Foto: Murilo Alvesso/divulgação

“Toda mulher que se impõe nos liberta”: pioneira na composição, Cátia de França completa 50 anos de carreira

Adélia de França, a primeira educadora negra do estado da Paraíba, dispensou os métodos de ensino prevalecentes no final da primeira metade do século XX e adotou a música como meio de alfabetizar a única filha, Catarina Maria de França Carneiro, nascida em 1947. Para a pequena Catarina, o beabá típico que permeia a fase inicial de aprendizagem na primeira infância não se deu através do b-com-a-que-faz “bááá”. Na cabeça da menina, o “balacacum, balacumbaca” tomou a dianteira na consolidação das sinapses responsáveis pelo processo cognitivo de aprendizado.

Dona Adélia entoava as canções e a pequena Catarina, mais tarde Cátia, ouvia, associava as palavras e imitava os gestos da boca da mãe ao repetir o que ela dizia para depois transpor para o papel, a caligrafia esmerada de filha de professora. Criada à base do coco, do forró e da música clássica, com Nelson Gonçalves, Núbia Lafayette, Luiz Gonzaga e Jackson do Pandeiro como sinfonia de fundo, já na infância uma artista começava a se formar.

A cantora, compositora e multi instrumentista paraibana Cátia de França está entre os nomes mais importantes da história da Música Popular Brasileira. “Eu fui uma das primeiras mulheres a tocar a guitarra. Embora eu não tenha gostado muito. Eu abandonei, fiquei no acústico até hoje”, conta em entrevista ao Nonada

No decorrer de seus 50 anos de carreira, completos neste ano, a artista enriqueceu a Música Popular Brasileira ao misturar, em suas composições, ritmos regionais do Nordeste como o coco e o ijexá com influências do pop e do rock. A mestra também se destaca pelo fato de ter sido uma das únicas mulheres – e talvez a única assumidamente lésbica – que compunha, tocava e interpretava suas próprias canções no período da contracultura, final dos anos 1960.

 Com composições repletas de referências cinematográficas, como Deus e o Diabo na Terra do Sol, de Glauber Rocha, e literárias, dialogando com as obras de José Lins do Rêgo, Manoel de Barros, Graciliano Ramos e João Cabral de Melo Neto, Cátia construiu, em suas músicas, um cenário que honra a diversidade sociocultural do Brasil onde a vivência paraibana está no centro.
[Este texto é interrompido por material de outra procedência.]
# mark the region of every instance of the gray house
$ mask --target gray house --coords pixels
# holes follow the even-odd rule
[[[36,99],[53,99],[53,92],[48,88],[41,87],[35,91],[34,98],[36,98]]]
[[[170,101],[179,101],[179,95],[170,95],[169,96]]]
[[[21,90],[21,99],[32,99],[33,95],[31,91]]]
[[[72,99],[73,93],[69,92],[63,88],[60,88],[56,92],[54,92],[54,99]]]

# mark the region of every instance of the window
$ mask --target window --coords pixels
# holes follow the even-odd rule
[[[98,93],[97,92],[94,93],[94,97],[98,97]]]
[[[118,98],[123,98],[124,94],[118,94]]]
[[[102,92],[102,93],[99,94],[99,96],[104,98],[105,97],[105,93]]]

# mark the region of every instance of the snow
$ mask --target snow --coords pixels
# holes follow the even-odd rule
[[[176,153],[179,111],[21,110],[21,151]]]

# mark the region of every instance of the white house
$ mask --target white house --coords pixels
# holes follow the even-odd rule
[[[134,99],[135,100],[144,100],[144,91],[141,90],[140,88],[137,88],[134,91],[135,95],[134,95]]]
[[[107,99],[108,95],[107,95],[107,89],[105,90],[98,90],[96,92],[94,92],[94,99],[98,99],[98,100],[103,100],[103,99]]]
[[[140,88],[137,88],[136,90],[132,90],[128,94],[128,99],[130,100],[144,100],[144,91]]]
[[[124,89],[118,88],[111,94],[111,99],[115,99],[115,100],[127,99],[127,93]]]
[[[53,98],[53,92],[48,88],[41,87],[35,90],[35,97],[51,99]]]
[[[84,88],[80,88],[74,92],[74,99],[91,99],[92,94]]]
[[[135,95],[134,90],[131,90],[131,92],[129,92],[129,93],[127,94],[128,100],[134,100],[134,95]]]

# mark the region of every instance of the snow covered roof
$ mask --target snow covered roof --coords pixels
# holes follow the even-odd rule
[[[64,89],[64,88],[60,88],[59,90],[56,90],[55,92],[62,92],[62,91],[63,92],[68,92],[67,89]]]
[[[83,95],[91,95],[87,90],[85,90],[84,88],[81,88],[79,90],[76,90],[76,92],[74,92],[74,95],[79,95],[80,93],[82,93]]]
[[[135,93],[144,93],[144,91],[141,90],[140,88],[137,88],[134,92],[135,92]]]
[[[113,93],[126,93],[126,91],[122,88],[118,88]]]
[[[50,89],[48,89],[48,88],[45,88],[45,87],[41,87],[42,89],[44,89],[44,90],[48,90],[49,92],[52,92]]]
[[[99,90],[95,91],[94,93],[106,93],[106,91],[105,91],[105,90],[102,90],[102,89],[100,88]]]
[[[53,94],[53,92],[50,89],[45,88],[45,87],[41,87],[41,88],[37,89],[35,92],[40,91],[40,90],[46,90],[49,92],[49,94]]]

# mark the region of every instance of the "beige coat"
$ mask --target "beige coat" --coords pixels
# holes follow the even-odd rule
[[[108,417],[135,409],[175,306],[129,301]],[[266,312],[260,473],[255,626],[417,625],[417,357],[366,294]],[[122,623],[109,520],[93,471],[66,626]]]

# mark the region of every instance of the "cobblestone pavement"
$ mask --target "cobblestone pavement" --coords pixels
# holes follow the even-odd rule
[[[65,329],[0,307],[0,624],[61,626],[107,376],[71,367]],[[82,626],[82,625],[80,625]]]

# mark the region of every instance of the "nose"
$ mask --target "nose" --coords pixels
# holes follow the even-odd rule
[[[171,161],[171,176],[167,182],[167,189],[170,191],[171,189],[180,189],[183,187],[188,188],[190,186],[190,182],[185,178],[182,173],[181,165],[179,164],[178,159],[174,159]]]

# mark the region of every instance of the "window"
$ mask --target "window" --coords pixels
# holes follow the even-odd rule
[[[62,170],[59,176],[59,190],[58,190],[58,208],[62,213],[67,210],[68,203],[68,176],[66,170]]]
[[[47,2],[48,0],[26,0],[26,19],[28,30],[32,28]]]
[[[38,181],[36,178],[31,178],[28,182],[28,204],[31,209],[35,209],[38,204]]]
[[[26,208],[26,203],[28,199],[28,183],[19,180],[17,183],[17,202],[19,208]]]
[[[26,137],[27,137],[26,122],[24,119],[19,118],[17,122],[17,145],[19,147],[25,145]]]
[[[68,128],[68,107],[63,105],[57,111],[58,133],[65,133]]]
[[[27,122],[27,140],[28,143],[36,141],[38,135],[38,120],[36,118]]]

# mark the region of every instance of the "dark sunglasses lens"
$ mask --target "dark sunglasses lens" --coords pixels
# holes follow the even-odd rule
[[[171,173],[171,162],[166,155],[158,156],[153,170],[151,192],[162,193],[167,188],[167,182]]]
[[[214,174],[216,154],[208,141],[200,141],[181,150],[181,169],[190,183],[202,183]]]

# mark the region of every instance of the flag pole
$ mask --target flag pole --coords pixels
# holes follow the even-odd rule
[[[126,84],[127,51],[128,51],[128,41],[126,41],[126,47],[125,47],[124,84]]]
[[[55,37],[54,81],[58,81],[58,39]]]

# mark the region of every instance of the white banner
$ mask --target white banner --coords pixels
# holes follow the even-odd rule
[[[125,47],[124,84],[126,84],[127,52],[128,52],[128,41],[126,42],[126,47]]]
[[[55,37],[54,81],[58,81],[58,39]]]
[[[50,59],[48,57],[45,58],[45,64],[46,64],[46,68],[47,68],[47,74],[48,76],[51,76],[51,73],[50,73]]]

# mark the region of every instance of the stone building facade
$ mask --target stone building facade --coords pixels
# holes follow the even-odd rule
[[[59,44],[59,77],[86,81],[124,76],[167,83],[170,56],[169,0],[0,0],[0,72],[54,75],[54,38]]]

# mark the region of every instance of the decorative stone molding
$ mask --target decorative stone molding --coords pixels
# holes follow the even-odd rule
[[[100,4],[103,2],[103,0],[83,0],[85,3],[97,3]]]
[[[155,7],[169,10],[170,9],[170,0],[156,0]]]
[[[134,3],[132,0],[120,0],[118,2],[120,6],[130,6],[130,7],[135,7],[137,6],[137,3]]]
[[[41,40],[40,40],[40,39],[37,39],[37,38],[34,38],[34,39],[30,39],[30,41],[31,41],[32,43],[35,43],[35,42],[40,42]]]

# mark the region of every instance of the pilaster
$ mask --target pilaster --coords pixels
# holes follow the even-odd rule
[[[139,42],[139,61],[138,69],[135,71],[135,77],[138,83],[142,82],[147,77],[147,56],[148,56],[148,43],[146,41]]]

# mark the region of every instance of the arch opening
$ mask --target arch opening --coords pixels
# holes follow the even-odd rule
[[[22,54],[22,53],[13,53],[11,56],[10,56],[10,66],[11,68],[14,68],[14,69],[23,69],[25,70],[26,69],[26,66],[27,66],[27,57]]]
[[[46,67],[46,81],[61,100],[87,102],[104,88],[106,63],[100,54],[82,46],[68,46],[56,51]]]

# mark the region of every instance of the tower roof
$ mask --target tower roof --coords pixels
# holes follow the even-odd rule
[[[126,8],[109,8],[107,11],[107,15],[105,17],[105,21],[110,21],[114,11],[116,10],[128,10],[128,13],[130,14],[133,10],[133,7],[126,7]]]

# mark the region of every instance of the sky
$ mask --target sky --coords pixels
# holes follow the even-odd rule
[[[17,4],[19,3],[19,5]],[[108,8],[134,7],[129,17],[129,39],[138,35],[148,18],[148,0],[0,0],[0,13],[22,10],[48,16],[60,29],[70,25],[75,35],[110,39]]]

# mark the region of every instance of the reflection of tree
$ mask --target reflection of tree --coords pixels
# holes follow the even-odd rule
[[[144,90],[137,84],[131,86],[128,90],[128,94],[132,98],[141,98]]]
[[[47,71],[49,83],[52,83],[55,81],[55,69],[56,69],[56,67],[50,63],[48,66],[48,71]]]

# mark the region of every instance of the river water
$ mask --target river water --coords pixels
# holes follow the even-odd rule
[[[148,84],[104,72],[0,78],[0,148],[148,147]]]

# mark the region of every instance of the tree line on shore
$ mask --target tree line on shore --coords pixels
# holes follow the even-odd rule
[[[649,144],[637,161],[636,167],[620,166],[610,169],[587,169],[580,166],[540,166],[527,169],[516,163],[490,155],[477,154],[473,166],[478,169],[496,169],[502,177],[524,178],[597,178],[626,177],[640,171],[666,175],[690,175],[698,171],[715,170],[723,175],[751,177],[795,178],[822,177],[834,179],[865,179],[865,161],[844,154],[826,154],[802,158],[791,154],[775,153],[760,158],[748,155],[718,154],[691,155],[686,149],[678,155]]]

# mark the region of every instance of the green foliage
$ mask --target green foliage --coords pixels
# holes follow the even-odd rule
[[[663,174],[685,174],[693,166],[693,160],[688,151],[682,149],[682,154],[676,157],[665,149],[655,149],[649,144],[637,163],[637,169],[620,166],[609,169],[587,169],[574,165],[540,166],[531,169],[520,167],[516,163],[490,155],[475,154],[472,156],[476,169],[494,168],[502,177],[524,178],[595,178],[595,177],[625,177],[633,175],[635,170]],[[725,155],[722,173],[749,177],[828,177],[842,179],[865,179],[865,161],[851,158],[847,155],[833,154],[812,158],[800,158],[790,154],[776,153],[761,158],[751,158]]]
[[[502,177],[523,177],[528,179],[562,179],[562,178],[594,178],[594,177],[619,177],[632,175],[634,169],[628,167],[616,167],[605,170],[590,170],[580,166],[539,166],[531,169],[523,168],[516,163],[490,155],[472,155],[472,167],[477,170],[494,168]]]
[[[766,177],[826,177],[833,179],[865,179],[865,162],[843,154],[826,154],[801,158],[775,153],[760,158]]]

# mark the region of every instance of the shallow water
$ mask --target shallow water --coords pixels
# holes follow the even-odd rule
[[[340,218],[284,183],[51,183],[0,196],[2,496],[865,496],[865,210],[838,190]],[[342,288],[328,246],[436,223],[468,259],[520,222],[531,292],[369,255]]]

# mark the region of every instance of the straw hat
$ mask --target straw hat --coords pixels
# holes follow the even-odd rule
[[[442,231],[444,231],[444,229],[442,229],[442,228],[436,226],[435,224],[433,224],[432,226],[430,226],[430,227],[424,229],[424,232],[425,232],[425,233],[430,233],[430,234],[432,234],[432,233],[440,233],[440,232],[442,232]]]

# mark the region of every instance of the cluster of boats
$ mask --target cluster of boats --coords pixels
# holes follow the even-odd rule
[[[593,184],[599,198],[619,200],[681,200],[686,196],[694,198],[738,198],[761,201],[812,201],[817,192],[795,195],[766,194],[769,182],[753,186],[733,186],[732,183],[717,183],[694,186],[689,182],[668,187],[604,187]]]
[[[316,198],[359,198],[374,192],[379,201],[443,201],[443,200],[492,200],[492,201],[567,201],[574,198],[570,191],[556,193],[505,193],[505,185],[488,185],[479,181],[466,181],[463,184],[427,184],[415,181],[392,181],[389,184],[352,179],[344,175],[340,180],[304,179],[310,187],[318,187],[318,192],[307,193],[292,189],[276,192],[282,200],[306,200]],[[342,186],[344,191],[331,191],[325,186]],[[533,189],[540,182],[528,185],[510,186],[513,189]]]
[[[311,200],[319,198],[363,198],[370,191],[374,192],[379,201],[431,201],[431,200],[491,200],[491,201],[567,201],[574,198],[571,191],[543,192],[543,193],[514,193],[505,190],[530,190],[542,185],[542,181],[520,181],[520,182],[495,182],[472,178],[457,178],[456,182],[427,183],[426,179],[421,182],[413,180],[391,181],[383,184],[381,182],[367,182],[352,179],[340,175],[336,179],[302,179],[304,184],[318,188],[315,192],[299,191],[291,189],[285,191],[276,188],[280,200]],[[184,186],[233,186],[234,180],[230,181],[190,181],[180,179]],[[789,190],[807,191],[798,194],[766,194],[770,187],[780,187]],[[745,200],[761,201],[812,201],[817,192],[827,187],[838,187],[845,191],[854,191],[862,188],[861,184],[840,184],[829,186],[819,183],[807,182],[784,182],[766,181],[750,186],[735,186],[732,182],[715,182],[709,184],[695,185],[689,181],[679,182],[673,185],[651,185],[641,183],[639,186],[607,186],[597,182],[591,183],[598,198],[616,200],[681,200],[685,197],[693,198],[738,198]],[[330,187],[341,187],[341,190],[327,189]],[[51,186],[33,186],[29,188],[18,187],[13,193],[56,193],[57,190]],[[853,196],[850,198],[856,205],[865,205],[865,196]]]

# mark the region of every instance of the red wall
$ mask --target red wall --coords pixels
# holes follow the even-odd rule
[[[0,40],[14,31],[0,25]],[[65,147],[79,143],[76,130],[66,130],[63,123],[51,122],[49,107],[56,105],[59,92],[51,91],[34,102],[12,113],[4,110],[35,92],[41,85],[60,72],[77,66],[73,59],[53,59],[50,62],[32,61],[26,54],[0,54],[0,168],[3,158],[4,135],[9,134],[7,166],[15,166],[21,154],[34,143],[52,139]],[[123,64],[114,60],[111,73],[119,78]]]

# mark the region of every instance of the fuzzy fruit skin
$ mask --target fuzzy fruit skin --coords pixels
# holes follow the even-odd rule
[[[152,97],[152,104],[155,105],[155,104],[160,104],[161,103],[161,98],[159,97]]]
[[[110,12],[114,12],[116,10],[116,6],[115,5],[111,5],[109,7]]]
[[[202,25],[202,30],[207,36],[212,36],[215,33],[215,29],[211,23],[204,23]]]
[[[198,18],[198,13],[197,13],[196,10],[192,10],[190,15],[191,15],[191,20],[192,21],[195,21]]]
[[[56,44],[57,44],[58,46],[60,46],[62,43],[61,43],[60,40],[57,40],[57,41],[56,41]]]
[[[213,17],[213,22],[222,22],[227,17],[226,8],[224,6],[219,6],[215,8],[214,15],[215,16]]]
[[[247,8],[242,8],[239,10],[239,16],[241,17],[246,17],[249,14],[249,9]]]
Em “Djaniras”, ela reinterpreta frases de “Grande Sertão: Veredas”, de João Guimarães Rosa: “Lagoa serena/É a face desse homem/Viver é perigoso/Na memória, carteira, palmatória”.

“Ela transporta vários personagens para outras realidades, dando-lhes traços e experiências diversos daquilo que aparece nos textos literários; assim como provoca deslocamentos de lugares e paisagens, instaurando outros espaços imaginários e líricos”, avaliam os pesquisadores Lima e Resende, no artigo “O universo literário na criação musical de Cátia de França.” 

Centrada em cinco lançamentos, a discografia de Cátia é composta pelos álbuns Vinte Palavras ao redor do Sol (1979); Estilhaços (1980); Avatar (1996); Hóspede da Natureza (2016); e No rastro de Catarina (2024). Já em seu disco de estreia, a artista mostra toda a versatilidade sonora underground e as referências literárias que marcaram a sua carreira. 

Nos lançamentos posteriores, esses elementos vão se modificando, mas sem se distanciar por completo da essência regional e popular da artista, que, apesar de mais restrita a um grupo de ouvintes em virtude de sua recusa de produzir visando tendências da indústria musical, pensa o seu trabalho como popular-mundial. De Luiz Gonzaga e Jackson do Pandeiro  a Elvis Presley, do blues à música clássica, a cantoria de Cátia de França carrega o que há de mais interessante na junção de diferentes culturas.

No artigo Cátia de França: vinte palavras de valentia ao redor do sol, a mestre em Musicologia pela ECA/USP Luana Ferreira Bernardo analisa a obra da compositora: “Quando se fala em Cátia de França, nada é escolha estética apenas. Os ritmos, gêneros musicais, referências literárias, históricas e cinematográficas foram eleitos por uma mulher que resiste enquanto artista negra, nordestina, lésbica e comprometida em denunciar a opressão desferida ao sertão nordestino (muitas minorias numa pessoa só, como a própria artista observa em algumas entrevistas)”. Sua voz, sustentada por forças ancestrais, brada vinte vezes a palavra valentia, cada vez mais alto, cada dia mais forte.

Cátia ao redor do Sol

“Nós tínhamos televisão. Então, eu comecei a ver aquilo. Os festivais universitários, Caetano, Gil, Bethânia. Tudo isso eu consumia. E muito Beatles. Eu não gosto dos Rolling Stones, porque é uma cultura da parte misteriosa, da coisa meio assustadora do rock. Eu gosto da genuinidade dos Beatles”, relembra Cátia, contando que ouvia também a Jovem Guarda. 

No começo dos anos 1960, a realidade da aspirante à musicista construída desde a infância mudou quando, aos 15 anos, foi mandada para Lagoa dos Gatos, Interior de Pernambuco, para estudar no Educandário Nordestino Adventista. A instituição era protestante, Cátia, hoje candomblecista, era católica. Seguindo os passos da mãe, quatro anos depois a filha retornou como professora formada. Tímida demais para lecionar em sala de aula para 30 crianças, exercer a profissão estava fora de cogitação. A mãe, que desde cedo valorizava os dotes artísticos da filha, determinou que, se não era pelo caminho da educação, que fosse pelo caminho da arte. Em 1966, tinha em mãos a carteira de musicista da Ordem dos Músicos da Paraíba e debaixo dos pés um longo caminho a ser percorrido. 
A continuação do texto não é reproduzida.